Five-year gap coming in space race
Who'd a thunk it?
From the New York Times:
The gap is coming: from 2010, when the National Aeronautics and Space Administration shuts down the space shuttle program, to 2015, when the next generation of American spacecraft is scheduled to arrive, NASA expects to have no human flight capacity and will depend on Russia to get to the $100 billion station, buying seats on Soyuz craft as space tourists do.
In the past, I had some correspondence with "Rocket Boys" author Homer Hickam. He maintains the space shuttle is seriously flawed. People should be above the fuel tank, not right beside it, he says. Given what happened to Challenger and Columbia, it's hard to argue his point.
But five years with no American manned launches?
You would think that's unthinkable.

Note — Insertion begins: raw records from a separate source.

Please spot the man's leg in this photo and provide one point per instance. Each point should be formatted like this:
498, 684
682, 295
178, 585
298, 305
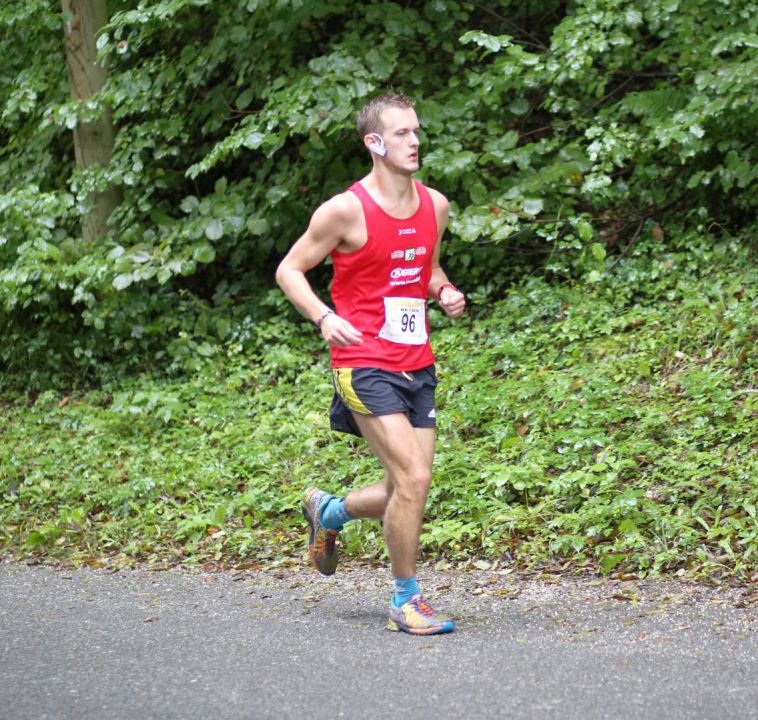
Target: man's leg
406, 455
371, 501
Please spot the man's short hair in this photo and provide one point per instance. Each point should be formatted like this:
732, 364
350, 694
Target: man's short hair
369, 118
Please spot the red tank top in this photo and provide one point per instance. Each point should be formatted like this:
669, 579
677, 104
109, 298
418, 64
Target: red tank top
382, 287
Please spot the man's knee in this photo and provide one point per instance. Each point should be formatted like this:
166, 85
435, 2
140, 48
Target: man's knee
412, 484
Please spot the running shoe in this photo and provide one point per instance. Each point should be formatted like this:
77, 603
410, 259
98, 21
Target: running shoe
418, 618
321, 546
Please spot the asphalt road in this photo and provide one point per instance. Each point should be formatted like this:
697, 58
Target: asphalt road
287, 643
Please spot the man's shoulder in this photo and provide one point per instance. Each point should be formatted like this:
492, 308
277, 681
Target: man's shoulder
437, 197
341, 208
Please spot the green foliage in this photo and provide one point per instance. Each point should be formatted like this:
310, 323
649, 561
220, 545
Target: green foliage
607, 426
559, 131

But apparently not.
I remember where I was when Neil Armstrong stepped on the moon. At the time I was distracted buying a Milky Way bar and a bottle of Coca-Cola. But I remember where I was. And I remember liftoff of the last Apollo mission to the moon.

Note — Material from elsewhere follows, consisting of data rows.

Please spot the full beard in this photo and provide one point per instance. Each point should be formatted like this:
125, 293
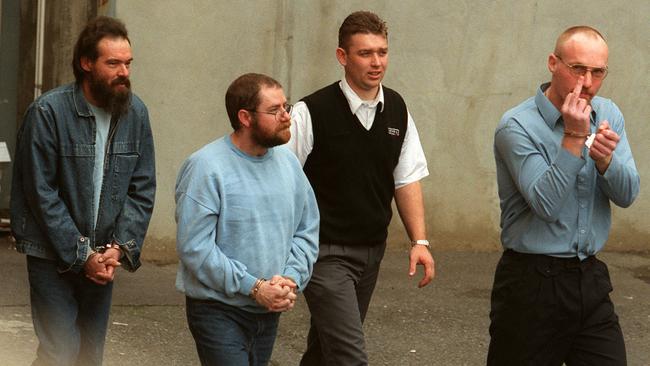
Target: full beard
268, 140
117, 102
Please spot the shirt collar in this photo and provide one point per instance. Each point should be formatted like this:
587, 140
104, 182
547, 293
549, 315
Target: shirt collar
355, 102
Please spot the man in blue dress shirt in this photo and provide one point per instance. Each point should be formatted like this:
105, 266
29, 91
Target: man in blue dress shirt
562, 156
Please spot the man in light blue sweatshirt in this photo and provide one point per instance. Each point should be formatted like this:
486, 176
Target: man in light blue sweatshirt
248, 226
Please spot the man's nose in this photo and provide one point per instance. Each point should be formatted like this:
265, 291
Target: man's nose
588, 80
123, 70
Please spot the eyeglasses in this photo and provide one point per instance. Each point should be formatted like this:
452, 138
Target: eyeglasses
581, 70
278, 113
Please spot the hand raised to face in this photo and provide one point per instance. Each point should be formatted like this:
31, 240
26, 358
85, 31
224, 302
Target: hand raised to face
576, 111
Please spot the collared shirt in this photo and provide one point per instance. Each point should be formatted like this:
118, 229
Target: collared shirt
412, 165
102, 127
553, 202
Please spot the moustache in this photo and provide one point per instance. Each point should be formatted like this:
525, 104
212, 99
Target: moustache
122, 81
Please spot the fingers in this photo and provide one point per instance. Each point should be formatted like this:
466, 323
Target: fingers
604, 125
578, 88
109, 261
420, 255
572, 98
96, 280
283, 281
429, 273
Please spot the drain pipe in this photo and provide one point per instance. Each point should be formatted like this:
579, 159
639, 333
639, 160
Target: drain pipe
40, 34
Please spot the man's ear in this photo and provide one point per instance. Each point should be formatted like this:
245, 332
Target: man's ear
342, 56
245, 117
552, 63
86, 63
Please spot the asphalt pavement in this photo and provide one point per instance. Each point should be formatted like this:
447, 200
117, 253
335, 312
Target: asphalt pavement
445, 323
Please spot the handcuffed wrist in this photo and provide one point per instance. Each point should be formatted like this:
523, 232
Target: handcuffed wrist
576, 134
256, 288
420, 242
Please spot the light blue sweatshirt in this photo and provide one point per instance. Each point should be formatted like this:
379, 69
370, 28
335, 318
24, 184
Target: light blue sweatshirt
240, 218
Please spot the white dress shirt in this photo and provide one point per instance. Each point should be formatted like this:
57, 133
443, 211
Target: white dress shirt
412, 165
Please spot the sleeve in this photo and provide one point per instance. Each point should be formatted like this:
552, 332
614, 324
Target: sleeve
304, 248
545, 185
37, 148
412, 164
132, 222
196, 242
302, 135
621, 180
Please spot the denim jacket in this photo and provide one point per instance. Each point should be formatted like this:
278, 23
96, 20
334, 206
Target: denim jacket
52, 187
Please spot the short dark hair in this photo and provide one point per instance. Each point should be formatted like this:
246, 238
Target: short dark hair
86, 46
361, 22
243, 93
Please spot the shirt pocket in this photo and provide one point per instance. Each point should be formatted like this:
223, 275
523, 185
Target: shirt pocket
125, 156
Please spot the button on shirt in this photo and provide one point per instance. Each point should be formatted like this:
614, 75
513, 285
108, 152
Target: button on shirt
553, 202
412, 165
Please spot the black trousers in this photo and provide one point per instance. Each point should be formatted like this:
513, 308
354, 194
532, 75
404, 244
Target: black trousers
338, 296
549, 311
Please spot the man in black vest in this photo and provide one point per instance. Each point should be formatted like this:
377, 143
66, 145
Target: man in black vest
359, 147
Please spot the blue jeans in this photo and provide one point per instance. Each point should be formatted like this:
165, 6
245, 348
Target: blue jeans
228, 336
70, 315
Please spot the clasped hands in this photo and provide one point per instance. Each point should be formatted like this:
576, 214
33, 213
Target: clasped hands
277, 294
576, 114
100, 267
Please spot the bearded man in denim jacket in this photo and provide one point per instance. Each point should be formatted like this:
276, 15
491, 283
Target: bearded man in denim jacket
82, 195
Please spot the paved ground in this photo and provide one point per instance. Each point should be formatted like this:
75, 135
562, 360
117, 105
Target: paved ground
443, 324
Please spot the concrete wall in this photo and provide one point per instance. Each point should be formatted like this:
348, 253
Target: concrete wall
459, 65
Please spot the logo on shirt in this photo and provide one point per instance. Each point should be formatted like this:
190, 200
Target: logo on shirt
393, 131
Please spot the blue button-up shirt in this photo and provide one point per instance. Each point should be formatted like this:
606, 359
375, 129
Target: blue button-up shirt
553, 202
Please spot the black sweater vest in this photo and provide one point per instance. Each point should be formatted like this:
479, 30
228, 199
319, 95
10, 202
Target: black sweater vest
351, 168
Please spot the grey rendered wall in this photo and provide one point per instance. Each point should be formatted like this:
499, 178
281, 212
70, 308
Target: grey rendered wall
459, 65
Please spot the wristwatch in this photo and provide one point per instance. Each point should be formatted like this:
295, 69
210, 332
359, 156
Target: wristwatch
420, 242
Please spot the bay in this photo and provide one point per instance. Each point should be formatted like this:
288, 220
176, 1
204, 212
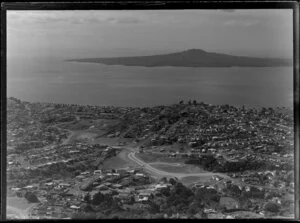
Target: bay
58, 81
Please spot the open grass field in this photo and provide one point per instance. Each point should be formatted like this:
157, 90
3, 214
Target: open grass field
151, 158
183, 168
190, 180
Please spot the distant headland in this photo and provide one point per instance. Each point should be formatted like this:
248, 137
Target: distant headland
190, 58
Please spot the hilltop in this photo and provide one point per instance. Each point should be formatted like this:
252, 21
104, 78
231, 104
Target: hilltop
190, 58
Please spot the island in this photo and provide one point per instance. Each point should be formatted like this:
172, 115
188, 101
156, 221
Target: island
190, 58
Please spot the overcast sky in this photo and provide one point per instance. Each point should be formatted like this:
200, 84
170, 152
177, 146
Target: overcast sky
69, 34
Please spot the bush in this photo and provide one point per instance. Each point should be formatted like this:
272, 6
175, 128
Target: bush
272, 207
31, 197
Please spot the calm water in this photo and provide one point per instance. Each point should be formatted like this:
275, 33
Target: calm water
53, 80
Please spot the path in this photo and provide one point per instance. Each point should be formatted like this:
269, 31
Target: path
21, 214
151, 169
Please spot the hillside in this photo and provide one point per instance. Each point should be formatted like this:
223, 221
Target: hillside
190, 58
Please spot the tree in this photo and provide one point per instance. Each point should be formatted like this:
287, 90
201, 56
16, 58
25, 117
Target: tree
172, 181
87, 198
31, 197
97, 199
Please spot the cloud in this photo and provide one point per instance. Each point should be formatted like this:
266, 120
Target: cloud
228, 10
236, 22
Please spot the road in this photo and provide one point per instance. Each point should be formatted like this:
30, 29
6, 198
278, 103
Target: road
21, 214
155, 171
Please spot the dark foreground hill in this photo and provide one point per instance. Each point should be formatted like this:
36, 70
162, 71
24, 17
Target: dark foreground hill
191, 58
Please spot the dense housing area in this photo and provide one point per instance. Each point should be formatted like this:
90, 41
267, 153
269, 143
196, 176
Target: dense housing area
187, 160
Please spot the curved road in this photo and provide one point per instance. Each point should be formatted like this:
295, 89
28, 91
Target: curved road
151, 169
17, 212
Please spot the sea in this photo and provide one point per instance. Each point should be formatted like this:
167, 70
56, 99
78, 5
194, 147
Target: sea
58, 81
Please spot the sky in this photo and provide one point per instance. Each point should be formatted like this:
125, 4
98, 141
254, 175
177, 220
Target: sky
106, 33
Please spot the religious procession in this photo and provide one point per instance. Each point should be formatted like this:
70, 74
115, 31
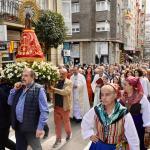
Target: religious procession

Before those years, I had memorized the names of astronauts on every Mercury and Gemini mission. At home I still have the Life magazine and the book my mother bought me.
And it's about to be over.
Who would have seen it coming?
As NASA celebrates its 50th anniversary this month, the time lag in the Bush administration’s plan to retire the nation’s three space shuttles and work on a return to the Moon has thrust the United States space program squarely into national politics and geopolitical controversy.

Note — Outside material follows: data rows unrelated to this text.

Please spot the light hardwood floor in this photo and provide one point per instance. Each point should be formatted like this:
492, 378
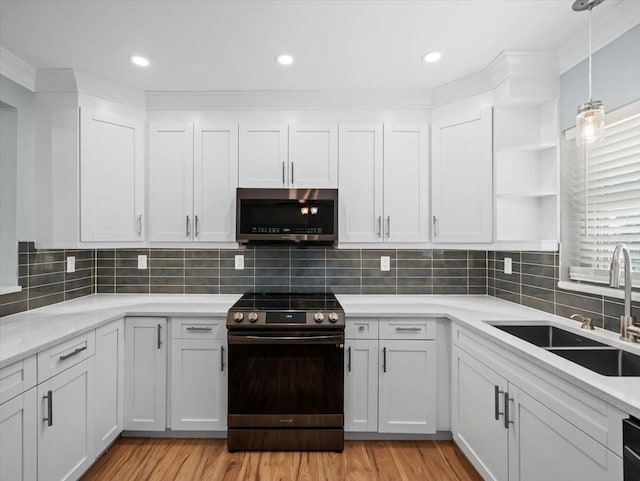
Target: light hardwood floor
139, 459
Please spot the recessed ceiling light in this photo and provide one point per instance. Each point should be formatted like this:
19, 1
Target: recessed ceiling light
284, 59
139, 61
431, 57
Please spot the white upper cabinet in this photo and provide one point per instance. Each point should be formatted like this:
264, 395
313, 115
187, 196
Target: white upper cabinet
360, 193
215, 181
170, 181
111, 177
313, 156
288, 156
406, 180
263, 155
462, 174
383, 183
193, 171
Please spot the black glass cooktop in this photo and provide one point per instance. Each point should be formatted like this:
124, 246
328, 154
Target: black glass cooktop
287, 302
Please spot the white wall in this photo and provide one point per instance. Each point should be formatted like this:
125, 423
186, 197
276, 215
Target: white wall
22, 99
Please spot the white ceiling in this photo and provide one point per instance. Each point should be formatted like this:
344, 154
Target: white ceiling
231, 45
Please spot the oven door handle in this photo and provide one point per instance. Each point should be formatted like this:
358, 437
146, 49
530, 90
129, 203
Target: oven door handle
256, 339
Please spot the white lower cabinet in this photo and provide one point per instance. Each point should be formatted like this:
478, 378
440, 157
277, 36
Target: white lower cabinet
361, 385
109, 392
18, 438
407, 399
65, 423
509, 435
198, 385
145, 380
390, 384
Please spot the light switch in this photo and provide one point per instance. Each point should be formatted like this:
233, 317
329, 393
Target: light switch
508, 265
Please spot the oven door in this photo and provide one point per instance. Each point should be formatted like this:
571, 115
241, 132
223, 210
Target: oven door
286, 379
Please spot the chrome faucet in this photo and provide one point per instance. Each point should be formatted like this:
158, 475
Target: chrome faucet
628, 331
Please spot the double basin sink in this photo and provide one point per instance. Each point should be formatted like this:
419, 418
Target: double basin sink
594, 355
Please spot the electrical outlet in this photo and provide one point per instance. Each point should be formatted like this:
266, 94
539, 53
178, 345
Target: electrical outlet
508, 265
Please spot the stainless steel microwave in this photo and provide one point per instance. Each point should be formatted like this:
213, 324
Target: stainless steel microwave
308, 216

Senators John McCain and Barack Obama have denounced the gap and promoted their commitment to the space program while on trips to Florida, where thousands of workers will lose their jobs when the shuttle program ends. And antagonism between the United States and Russia, over the conflict in Georgia and other issues, is clouding the future of a 15-year partnership in space, precisely when NASA will be more reliant on Russia than ever before.
Meanwhile, China is launching its own astronauts.
“In a rational world, we would have been allowed to pick a shuttle retirement date to be consistent with Ares/Orion availability,” Dr. Griffin wrote. Within the administration, he wrote, “retiring the shuttle is a jihad rather than an engineering and program management decision.”